Generation and histological analysis of chimeras
Blastocysts were obtained through mating of female BDF1 (primed with hormone) and male BDF1 or C57BL/6J mice. Chimeras were produced by injecting iPS cells labeled with an EGFP expressing lentivirus into blastocysts, followed by implantation into pseudopregnant ICR mice. Chimeric embryos were dissected 10.5 days after injection and fixed. Paraffin-embedded sections (5 μm) were prepared from embryos and stained with anti-GFP antibody (1:400, 3E6, A-11120, Invitrogen).
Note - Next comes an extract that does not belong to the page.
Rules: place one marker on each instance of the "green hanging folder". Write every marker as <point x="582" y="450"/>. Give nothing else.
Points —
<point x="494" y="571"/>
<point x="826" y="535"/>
Determination of lentiviral integration sites by inverse PCR
Lentiviral integration sites in iPS cell colonies were determined by inverse PCR according to the previous report [12
]. Briefly, Genomic DNA (100 ng) was isolated from iPS cells using the Blood & Cell Culture Mini Kit (QIAGEN) and completely digested with Taq
I restriction enzyme (clone #1, #3 – #8) or Tsp509
I (clone #2) for 12 h at 65 °C. The fragments containing the 3’LTR with flanking DNA were purified using the QIAquick Nucleotide Removal Kit and self-ligated with T4 DNA ligase (10 unit) in 100 μl volume at 15 °C overnight. The self-ligated DNA was amplified by first PCR with the primers 3’LTR-1F (5′- TGGATGGTGCTACAAGCTAGTACCAGTTGAG) and 3’LTR-1R (5′-GGTCAGTGGATATCTGATCCCTG). Nested PCR was then carried out on 2 μl of the first PCR product with the primers 3’LTR-2F (5′-AGCCAATGAAGGAGAGAACACCCGCTTGTTACAC) and 3’LTR-2R (5′-GTGGTAGATCCACAGATCAAGGATATCTTG). The resulting PCR products were run on a 2% gel.